Le drapeau du Royaume-Uni flottant face au Parlement européen, à Bruxelles.
Le drapeau du Royaume-Uni flottant face au Parlement européen, à Bruxelles. Crédits : Kenzo Tribouillard - AFP

C’est vendredi à minuit que le Royaume-Uni va officiellement quitter l’Union européenne. Il restera ensuite onze mois de période de transition pour négocier entre Londres et Bruxelles un futur accord commercial. Une partie des chefs d'entreprises britanniques espèrent rester le plus proche possible des règles de l’Union européenne.

D'autres y voient l’opportunité de s’affranchir des règles, et des normes édictées par l'UE, notamment dans le domaine de la finance.

Reportage d’Antoine Giniaux, le correspondant de Radio France à Londres, au cœur de la City.

C’est au pied de la banque d’Angleterre que Marie-Antonelle Joubert donne ses rendez-vous.

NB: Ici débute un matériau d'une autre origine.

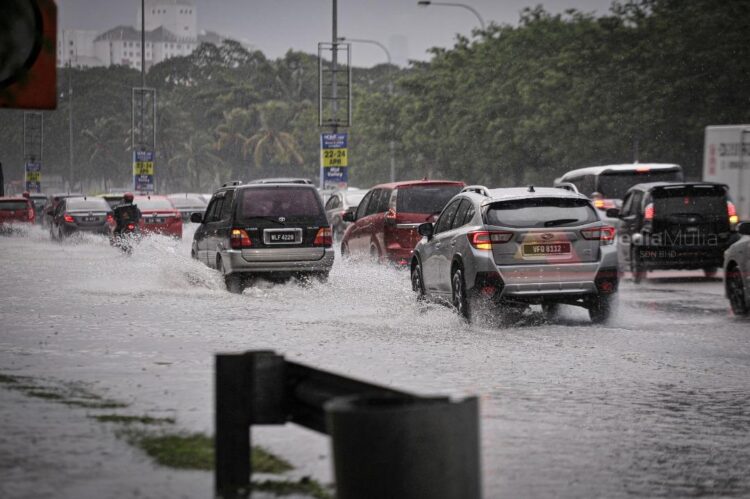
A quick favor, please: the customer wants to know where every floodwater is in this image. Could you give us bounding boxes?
[0,228,750,498]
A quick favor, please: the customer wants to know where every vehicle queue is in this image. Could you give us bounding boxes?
[0,164,750,322]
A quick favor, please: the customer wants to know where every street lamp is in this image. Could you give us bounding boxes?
[417,0,485,31]
[338,36,396,182]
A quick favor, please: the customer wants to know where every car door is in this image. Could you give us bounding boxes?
[422,199,461,293]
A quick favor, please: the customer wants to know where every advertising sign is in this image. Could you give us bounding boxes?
[320,133,349,188]
[26,162,42,192]
[133,151,154,192]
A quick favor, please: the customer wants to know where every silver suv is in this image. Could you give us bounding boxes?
[411,186,619,323]
[190,182,333,293]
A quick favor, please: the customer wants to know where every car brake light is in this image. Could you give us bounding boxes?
[727,201,740,224]
[313,227,333,247]
[581,225,615,244]
[643,203,654,221]
[229,229,253,249]
[466,230,513,250]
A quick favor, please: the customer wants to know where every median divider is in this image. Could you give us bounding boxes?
[215,351,481,499]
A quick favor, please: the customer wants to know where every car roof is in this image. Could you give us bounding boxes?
[370,180,466,190]
[558,163,682,181]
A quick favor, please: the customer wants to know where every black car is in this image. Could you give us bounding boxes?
[190,182,333,293]
[49,196,114,241]
[607,182,739,283]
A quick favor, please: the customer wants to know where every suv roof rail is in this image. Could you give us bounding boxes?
[461,185,490,197]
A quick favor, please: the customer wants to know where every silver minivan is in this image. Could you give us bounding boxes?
[410,186,619,322]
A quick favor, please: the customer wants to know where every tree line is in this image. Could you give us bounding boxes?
[0,0,750,191]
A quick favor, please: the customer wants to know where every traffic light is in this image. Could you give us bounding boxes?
[0,0,57,109]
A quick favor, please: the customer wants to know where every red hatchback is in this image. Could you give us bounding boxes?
[341,180,464,265]
[0,196,36,232]
[133,196,182,239]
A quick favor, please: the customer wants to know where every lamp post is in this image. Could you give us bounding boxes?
[417,0,485,31]
[338,36,396,182]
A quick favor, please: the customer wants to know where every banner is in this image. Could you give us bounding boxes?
[26,162,42,192]
[133,151,154,192]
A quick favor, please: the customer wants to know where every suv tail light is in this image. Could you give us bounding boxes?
[313,227,333,248]
[466,230,513,250]
[581,225,615,245]
[727,201,740,225]
[229,229,253,249]
[643,203,654,222]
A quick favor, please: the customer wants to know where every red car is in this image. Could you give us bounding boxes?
[341,180,464,265]
[0,196,36,232]
[133,195,182,239]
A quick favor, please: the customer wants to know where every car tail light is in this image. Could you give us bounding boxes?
[466,230,513,250]
[727,201,740,225]
[313,227,333,248]
[229,229,253,249]
[581,225,615,244]
[643,203,654,222]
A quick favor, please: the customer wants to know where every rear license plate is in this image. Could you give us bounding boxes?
[523,243,570,256]
[268,232,296,243]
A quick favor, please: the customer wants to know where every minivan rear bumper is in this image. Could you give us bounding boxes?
[221,247,334,273]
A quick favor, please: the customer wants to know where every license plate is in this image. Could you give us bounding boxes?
[268,232,296,243]
[523,243,570,256]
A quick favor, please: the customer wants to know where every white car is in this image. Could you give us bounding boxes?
[724,222,750,315]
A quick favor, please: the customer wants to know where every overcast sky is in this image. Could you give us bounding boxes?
[60,0,612,66]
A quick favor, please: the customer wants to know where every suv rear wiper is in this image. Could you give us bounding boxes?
[544,218,578,227]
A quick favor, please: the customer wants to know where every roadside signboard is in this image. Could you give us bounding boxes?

Elle fait partie du réseau alliance globale pour la justice fiscale. Sa plus grande crainte est que les financiers britanniques profitent du Brexit pour déréguler les marchés et renforcer le secret bancaire :

On a tendance à penser à une île paradisiaque pour les paradis fiscaux.. Le centre, c’est la City de Londres, c'est le centre pour l’industrie de l’évasion fiscale, dans le monde. Ce qui nous inquiète, c’est qu’on sait que l’injustice fiscale va juste être pire avec le Brexit. Le Royaume-Uni va échapper au système de contrôle qui va se mettre en place dans l’Union Européenne. Avec le Brexit, ça va être encore plus facile pour les entreprises de ne pas payer leurs impôts et de se rapatrier dans des juridictions secrètes.

Car Sajid Javid, le ministre de l’Economie affiche clairement ses idées libérales. Il le dit dans une interview au Financial Times : "Nous ne nous alignerons pas sur les règles de Bruxelles, nous ne subirons pas les lois, nous allons sortir du marché unique et de l’union douanière."

Conséquence, la City pourrait glisser progressivement vers une sorte de Singapour sur la Tamise, plaque tournante dérégulée de la finance européenne, explique John Christensen, économiste, spécialiste des paradis fiscaux. Il a été pendant dix ans conseiller économique du gouvernement pour la zone de Jersey :

Nous pensons qu’ils vont résister aux tentatives de l’Union européenne de négocier un alignement dynamique des règles, qui obligerait le Royaume-Uni à s’adapter, à chaque fois que l’Union européenne adopte de nouvelles règles.            
Parce que l’un des projets de l’Union européenne est d’obliger les sociétés à publier au registre des entreprises toutes les informations qui concernent les trusts, qui sont la partie la plus importante de l’arsenal des paradis fiscaux, parce qu’ils sont opaques. Nous n’avons vu aucun signe qui montre que le gouvernement va lui aussi dans ce sens là. Leur intention est d’être en tête de la course au nivellement par le bas, en terme de services financiers, de réglementations, et d’impôts. 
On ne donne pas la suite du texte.